Our History

NationalRSOL.org is the website of a campaign to reform our nation’s sex offender Laws. The campaign grew out of an effort in the late 1990’s by a Boston group of civil libertarians, educators, and other professionals who were concerned about a growing panic justified in the name of protecting children from sexual violation. This panic was generating ill-conceived laws that were eroding civil liberties, common sense, and normal social interactions. After more than a year of regular discussions, the group initiated a formal call to protect both our children as well as our liberties. It was signed by more than 100 Boston-area professionals.
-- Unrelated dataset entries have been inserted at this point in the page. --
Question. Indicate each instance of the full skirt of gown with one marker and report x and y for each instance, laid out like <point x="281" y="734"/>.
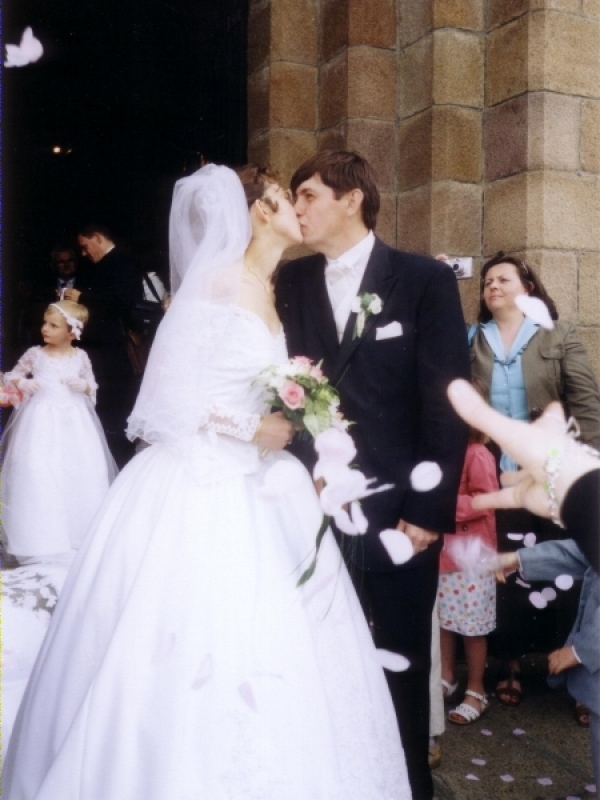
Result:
<point x="184" y="663"/>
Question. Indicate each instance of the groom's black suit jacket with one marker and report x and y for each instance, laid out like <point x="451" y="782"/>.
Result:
<point x="394" y="389"/>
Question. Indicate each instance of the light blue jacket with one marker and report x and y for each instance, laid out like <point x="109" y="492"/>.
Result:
<point x="546" y="561"/>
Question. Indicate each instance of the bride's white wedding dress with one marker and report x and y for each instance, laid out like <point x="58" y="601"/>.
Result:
<point x="182" y="661"/>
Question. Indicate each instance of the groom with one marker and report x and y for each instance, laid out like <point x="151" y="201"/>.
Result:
<point x="392" y="378"/>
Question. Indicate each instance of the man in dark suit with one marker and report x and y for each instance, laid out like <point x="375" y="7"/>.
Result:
<point x="110" y="288"/>
<point x="392" y="377"/>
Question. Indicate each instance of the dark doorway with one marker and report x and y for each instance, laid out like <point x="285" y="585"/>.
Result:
<point x="127" y="97"/>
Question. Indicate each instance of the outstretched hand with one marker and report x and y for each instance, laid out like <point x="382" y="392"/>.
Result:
<point x="275" y="432"/>
<point x="529" y="445"/>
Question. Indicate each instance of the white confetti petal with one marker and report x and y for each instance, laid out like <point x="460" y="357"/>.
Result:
<point x="564" y="582"/>
<point x="549" y="594"/>
<point x="393" y="662"/>
<point x="425" y="476"/>
<point x="536" y="599"/>
<point x="535" y="309"/>
<point x="398" y="545"/>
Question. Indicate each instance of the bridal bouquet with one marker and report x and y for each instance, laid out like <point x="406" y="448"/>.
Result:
<point x="299" y="389"/>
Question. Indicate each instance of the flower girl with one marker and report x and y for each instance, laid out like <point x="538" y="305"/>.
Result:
<point x="56" y="463"/>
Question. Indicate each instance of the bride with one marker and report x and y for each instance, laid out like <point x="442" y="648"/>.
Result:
<point x="182" y="662"/>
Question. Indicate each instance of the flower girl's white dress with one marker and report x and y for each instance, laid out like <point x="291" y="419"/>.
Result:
<point x="182" y="661"/>
<point x="56" y="464"/>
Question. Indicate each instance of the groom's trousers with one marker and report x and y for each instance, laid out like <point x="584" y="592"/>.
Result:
<point x="399" y="608"/>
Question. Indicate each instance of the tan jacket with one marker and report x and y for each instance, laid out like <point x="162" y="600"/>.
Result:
<point x="555" y="367"/>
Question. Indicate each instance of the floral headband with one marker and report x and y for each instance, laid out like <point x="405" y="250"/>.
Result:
<point x="76" y="325"/>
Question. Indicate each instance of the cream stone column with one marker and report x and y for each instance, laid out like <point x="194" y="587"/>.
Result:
<point x="357" y="90"/>
<point x="542" y="149"/>
<point x="440" y="102"/>
<point x="282" y="82"/>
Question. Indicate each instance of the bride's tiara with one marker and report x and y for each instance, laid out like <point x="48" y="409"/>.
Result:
<point x="76" y="325"/>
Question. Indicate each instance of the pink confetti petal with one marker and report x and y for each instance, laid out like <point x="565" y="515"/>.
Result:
<point x="398" y="545"/>
<point x="522" y="583"/>
<point x="535" y="309"/>
<point x="425" y="476"/>
<point x="536" y="599"/>
<point x="564" y="582"/>
<point x="393" y="662"/>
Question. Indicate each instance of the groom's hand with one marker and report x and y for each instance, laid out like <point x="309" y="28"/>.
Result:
<point x="421" y="538"/>
<point x="275" y="432"/>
The Call was intended to generate further discussion about the real dangers posed to children and substantial attacks on the civil liberties of American citizens.

In 2006, some of the original signatories became concerned that the problem had worsened and began to circulate a revised document. In July 2007, Paul Shannon, a long time peace and social justice educator in the Boston area, published his article entitled It’s Time to Reform Sex Offender Laws: An Urgent Call to Support the Well-being of Children and the Rights of Us All in the online newsletter Counterpunch, and Reform Sex Offender Laws was officially born.

In 2016, RSOL changed its name to the National Association for Rational Sexual Offense Laws (NARSOL). NARSOL remains an incorporated organization with a 501(c)(4) IRS designation and continues to grow in its membership and influence. NARSOL has adopted a set of Bylaws, a statement of vision, mission, and goals, a set of key assertions, and has an elected board of directors as well as several working committees which move along its established agenda. NARSOL’s national conference continues to expand its influence with each additional year. It has affiliate organizations in a growing number of states. Lobbying and litigation by these affiliates has proven extremely effective in several states, while lobbying at the national level remains an important goal.

There is much reason for hope. We see and hear a greater number of legislators, journalists, and media sources, both at the local and national level, questioning and disputing the accepted myths that are the basis of today’s failed public registry. We have witnessed some promising judicial decisions in several states. We firmly believe that our hopes for substantial change aren’t far from a tipping point as more and more individuals, especially juveniles, are forced to register for behavior that was socially acceptable even less than 20 years ago.

We look back at our past and reflect on our history with immense pride. We embrace the promises the future holds, a future where a single transgression no longer results in a lifetime of loss in human dignity, respect, and fundamental rights; where those who are falsely accused may find true justice; and where those who have taken responsibility for the harm they have inflicted on others might discover again the hope for meaningful redemption.

A final note: One of the movement’s founding members, “Alex Marbury,” had been among the founders of NAMBLA many years before, although he had left the organization several years prior to the launch of RSOL (now NARSOL). While some see this past connection as a liability, his knowledge about the names of the members of his previous association proved highly valuable during this movement’s earliest years as he kept a special watch to ensure that no NAMBLA leaders publicly signed our Statement. “Alex” chose to use a pseudonym to further disassociate his new advocacy from his earlier one. This was an intentional effort to protect our organization and our advocacy from being sabotaged by any distraction from its primary focus: the reform and eventual eradication of public sex offender registries.

NARSOL has always been clear about its fundamental mission and goals. We welcome everyone who shares these goals to participate in the organization’s work. NARSOL neither endorses nor condones the totality of beliefs held by anyone who chooses to associate with its work. It specifically embraces only such beliefs that form the basis of the organization’s work and which appear in our vision, mission, goals, and assertions. To that end and as clarified above, NARSOL has no previous or existing relationship with the organization known as NAMBLA – nor has it ever developed or maintained any such relationship. Neither does it have any relationship with any other group espousing sexual relationships with children. And it has never taken any official position related to so called “age of consent” laws.